A RAG system for indexing and querying codebases using LanceDB and Ollama embeddings. Designed for integration with Claude Code skills to save tokens and provide better context when working with multiple codebases. Main focus is WordPress and PHP/JavaScript codebases.
Installation is dead simple: Just paste a few commands and you're done. No Python knowledge needed, no virtual environments to manage, no config files to edit. It just works.
RiffRag helps you understand codebases by creating searchable vector embeddings locally, with tight Claude Code integration for token-efficient development.
RiffRag currently works best with small-to-medium sized codebases (up to ~500 files). It's optimized for:
- ✅ It might even be a bit faster than waiting for Claude Code to
read,glob,grep, andlsits way through code. - ✅ Saving tokens that Claude Code or other paid services would be gobbling up instead.
- ✅ Individual WordPress plugins or themes (not all of WordPress Core)
- ✅ Drupal modules or other CMS extensions
- ✅ PHP projects (Laravel apps, custom projects, etc.)
- ✅ JavaScript/Node.js projects
- ✅ Focused libraries and tools
Current Implementation: RiffRag uses line-based chunking that splits files into manageable sections while preserving context. This works well for most projects and handles large files intelligently.
Coming Soon: Function-level chunking for PHP and JavaScript (see ROADMAP.md) will provide even more precise results by extracting individual functions and classes.

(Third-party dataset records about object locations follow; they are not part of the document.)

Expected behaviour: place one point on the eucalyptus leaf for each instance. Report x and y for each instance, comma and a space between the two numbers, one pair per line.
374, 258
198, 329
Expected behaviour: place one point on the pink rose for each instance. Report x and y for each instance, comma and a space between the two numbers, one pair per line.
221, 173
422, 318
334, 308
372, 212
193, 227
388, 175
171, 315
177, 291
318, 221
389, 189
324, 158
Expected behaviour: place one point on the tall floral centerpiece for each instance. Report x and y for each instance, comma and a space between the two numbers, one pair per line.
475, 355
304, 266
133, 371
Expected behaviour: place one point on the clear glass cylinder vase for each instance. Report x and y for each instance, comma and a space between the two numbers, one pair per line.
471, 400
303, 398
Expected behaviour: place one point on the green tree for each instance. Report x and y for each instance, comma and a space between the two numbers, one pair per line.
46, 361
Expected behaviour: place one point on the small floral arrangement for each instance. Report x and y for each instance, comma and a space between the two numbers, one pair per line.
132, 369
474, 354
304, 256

There are probably a million RAG tools out there, but I found that they all were hard to get started with, required cloud services, or were too expensive to use regularly. I also just wanted to play with this to understand better. It's probably a bit opinionated and suited to my own workflow (WordPress development, PHP/JS projects), but maybe it helps you too!
Trade-offs: This is optimized for simplicity and speed over precision. It uses line-based chunking which works well for most projects. If you need production-grade function-level search with AST parsing, check out the roadmap for upcoming improvements.
Full disclosure: This project was built entirely using Claude Code. I'm not a Python developer, so if you find issues, please open an issue or PR!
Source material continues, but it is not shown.